To get a more comprehensive view of what’s happening, researchers from MIT and Duke University looked at signaling pathways, instead of individual genes. They used a library of 40 mutant cDNAs to activate or inactivate 17 cancer-related pathways in melanoma and breast cancer cell lines, then assayed the cells’ responses to 13 common targeted anticancer treatments. In addition to confirming the resistance-establishing role of pathways that promote growth, they also found that the Notch1 pathway played a previously undetected role in conferring drug resistance to numerous cancer cell types, mouse models, and human tumor samples.

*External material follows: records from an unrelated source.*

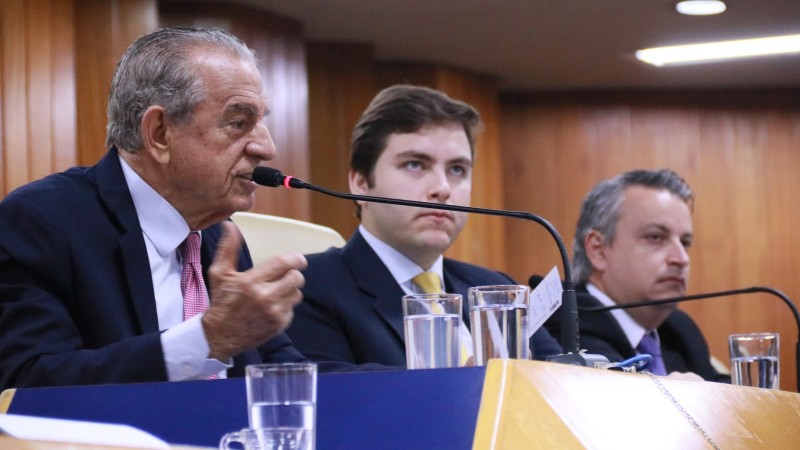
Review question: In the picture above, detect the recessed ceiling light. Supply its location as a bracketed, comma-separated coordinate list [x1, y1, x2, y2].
[675, 0, 726, 16]
[636, 34, 800, 66]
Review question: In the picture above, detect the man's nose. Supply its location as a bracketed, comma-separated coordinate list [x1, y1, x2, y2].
[428, 169, 453, 202]
[245, 122, 278, 161]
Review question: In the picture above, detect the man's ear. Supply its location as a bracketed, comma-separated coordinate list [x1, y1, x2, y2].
[347, 170, 369, 195]
[141, 106, 170, 164]
[347, 170, 369, 214]
[583, 230, 607, 272]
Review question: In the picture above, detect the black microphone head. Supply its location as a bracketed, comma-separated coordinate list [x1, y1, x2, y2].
[528, 274, 544, 289]
[252, 166, 285, 187]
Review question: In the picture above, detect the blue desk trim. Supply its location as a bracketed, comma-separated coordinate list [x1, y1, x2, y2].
[8, 367, 485, 450]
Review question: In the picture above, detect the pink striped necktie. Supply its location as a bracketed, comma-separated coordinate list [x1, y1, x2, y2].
[181, 231, 219, 380]
[181, 231, 208, 320]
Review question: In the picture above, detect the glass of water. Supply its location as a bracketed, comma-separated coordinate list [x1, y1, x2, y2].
[468, 285, 530, 366]
[245, 363, 317, 450]
[403, 294, 461, 369]
[728, 333, 780, 389]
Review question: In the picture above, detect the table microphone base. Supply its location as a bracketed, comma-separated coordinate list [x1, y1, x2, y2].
[547, 352, 609, 369]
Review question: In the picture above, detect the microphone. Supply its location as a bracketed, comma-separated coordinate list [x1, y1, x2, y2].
[580, 286, 800, 392]
[252, 166, 597, 366]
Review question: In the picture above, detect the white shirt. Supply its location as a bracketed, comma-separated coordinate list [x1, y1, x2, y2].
[586, 283, 661, 348]
[119, 158, 232, 381]
[358, 225, 475, 357]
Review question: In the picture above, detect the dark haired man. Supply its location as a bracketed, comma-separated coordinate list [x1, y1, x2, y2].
[287, 85, 561, 366]
[545, 170, 730, 381]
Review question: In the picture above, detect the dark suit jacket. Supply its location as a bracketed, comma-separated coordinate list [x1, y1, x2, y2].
[0, 149, 303, 389]
[544, 287, 730, 383]
[287, 232, 561, 367]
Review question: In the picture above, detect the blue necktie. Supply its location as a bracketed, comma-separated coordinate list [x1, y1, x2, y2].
[636, 331, 667, 375]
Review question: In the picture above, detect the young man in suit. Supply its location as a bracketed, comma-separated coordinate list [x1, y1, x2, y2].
[545, 170, 730, 381]
[0, 27, 306, 389]
[287, 86, 561, 367]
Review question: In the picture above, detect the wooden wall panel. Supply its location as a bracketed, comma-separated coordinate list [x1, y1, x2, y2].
[501, 91, 800, 390]
[159, 1, 311, 220]
[306, 42, 378, 238]
[76, 0, 158, 166]
[0, 0, 76, 197]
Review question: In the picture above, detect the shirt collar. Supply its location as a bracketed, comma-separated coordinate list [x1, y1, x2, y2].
[358, 225, 444, 293]
[119, 157, 191, 257]
[586, 283, 647, 348]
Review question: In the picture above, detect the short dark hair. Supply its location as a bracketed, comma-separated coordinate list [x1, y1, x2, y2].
[350, 84, 483, 219]
[572, 169, 694, 285]
[106, 27, 255, 152]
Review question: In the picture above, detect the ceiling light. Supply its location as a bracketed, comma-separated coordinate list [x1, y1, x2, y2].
[675, 0, 726, 16]
[636, 34, 800, 67]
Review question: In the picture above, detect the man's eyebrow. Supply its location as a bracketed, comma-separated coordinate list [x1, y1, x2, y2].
[225, 103, 259, 116]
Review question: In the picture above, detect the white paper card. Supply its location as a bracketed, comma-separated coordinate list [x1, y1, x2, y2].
[528, 266, 564, 339]
[0, 414, 169, 449]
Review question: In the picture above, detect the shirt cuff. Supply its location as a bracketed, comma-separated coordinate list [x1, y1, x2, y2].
[161, 314, 233, 381]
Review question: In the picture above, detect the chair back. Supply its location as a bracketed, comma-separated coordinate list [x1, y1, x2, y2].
[231, 211, 345, 264]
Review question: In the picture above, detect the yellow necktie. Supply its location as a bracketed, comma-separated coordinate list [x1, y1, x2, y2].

Notch1 is thought to play a role in stem cell renewal, making dedifferentiation a “plausible biological mechanism” for drug resistance, says Charles Sawyers of Memorial Sloan Kettering Cancer Center who was not involved in the work. In the study, activated Notch1 and pro-growth pathways seemed to be equally effective at establishing resistance, supporting the idea that “both of these schools of thought are correct,” says study coauthor Kris Wood of Duke.
“Directly screening signaling pathways instead of individual genes . . . can potentially accelerate the identification of the pathways that drive drug resistance,” Wood says. He hopes to expand the library to 200 constructs to assay more pathways and perhaps to study other cancer characteristics such as metastasis and recurrence.